Question

Allele count from factor variable in R

0

Entering edit mode

10.2 years ago

pifferdavide ▴ 110

I am writing code to count alleles from 23andMe genome text files. The code returns a factor with levels corresponding to allele symbols. I want to assign a number to each genotype. I want to code so that each effect allele is scored as 1 and the other allele as 0. In this case AA=2, AG=1, GG=0. Instead, if I use the as.integer function, it simply assigns the number corresponding to the position among the levels(see bottom of output), but that is not what I want.

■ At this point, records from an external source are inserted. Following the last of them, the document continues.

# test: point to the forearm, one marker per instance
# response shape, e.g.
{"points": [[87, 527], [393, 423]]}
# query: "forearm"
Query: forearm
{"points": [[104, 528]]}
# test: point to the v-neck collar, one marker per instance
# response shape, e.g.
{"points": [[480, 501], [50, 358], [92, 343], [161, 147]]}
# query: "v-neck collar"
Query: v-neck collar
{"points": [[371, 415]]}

As the alleles column (V4) has 19 different levels (corresponding to all the alleles present in the genome) I am interested in only 4 of them for each SNP. How do I assign a numeric value to each of the four genotypes?

setwd("~/genomes")

mydata=read.table("genome_003.txt")
View(mydata)

library(Hmisc)
df=as.data.frame(mydata)
rownumber=match('rs9375195', rs)#returns the first location of SNP
df[rownumber,] #displays row corresponding to SNP

V1 V2 V3 V4 224186 rs9375195 6 98562720 AA

genotype=df[rownumber,]$V4
genotype #displays alleles for corresponding SNP [1]

AA #genotype
Levels: -- A AA AC AG AT C CC CG CT DD DI G GG GT I II T TT > number=as.integer(genotype) > number [1] 3

genome SNP R • 5.9k views

ADD COMMENT • link updated 2.5 years ago by Ram 45k • written 10.2 years ago by pifferdavide ▴ 110

0

Entering edit mode

So what you want is for genotype=df[rownumber,]$V4 to return 2 instead of AA?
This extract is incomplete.